Groups that represent brokers, such as the Securities Industry and Financial Markets Association and the Financial Services Institute, have criticized the CFP Board for advancing its fiduciary rule before the SEC acts.

“We’ve been waiting for the SEC for nearly a decade,” Mr. Salmen said. “We’re not confident the SEC is going to act in a timely manner. We’ve been on a two-and-a-half year journey to update our standards, and that doesn’t depend on an SEC timetable.”

In response to more than 1,500 comment letters received during the rulemaking process, the CFP Board modified earlier versions of the standards revision to make it easier to implement.

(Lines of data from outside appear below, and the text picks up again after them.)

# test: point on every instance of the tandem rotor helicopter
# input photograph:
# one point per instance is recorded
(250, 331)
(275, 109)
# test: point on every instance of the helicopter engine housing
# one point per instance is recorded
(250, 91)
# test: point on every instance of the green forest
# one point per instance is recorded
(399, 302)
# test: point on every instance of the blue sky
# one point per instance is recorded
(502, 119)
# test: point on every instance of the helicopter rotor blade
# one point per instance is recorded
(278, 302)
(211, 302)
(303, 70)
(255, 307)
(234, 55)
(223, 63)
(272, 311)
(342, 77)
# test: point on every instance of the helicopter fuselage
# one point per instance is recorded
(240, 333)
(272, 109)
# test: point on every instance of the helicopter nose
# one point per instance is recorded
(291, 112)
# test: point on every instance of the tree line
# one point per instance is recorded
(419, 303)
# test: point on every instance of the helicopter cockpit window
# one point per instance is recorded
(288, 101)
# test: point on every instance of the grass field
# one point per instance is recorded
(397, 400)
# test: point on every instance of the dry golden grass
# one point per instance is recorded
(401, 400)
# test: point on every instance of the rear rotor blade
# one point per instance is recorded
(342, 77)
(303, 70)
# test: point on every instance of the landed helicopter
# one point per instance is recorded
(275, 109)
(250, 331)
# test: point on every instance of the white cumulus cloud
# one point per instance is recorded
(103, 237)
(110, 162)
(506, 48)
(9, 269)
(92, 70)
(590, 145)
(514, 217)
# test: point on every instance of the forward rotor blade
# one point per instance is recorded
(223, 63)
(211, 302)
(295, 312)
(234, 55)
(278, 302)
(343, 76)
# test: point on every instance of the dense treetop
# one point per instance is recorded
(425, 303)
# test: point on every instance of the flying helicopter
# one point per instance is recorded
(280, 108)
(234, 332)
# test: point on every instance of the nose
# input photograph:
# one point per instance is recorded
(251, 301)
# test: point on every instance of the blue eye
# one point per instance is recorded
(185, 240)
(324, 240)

For instance, they removed a requirement that financial planners provide a disclosure document prior to signing up a new client. The disclosure can now be presented when an account is opened.

The board also excised a “rebuttable presumption” that CFPs always provide financial planning services, to allow leeway for CFP-client relationships that don’t involve planning.

“Deleted, this means an investor should not presume a CFP to be a fiduciary — after many years of CFP Board telling investors the opposite,” Mr. Rostad wrote.

But Mr. Rydzewski said such criticism was misguided.

“The removal of the rebuttable presumption from the standards had absolutely no effect on the requirement of a CFP professional to act as a fiduciary at all times when providing financial advice,” he said.

The CFP Board will enforce the new fiduciary standard in the same way it has enforced its rules for years, according to Mr. Rydzewski. The organization does not audit compliance, but it does bring enforcement actions for alleged violations of its rules if they are brought to the organization’s attention by financial planners or clients. The adjudication of those cases is done through an internal peer-review process.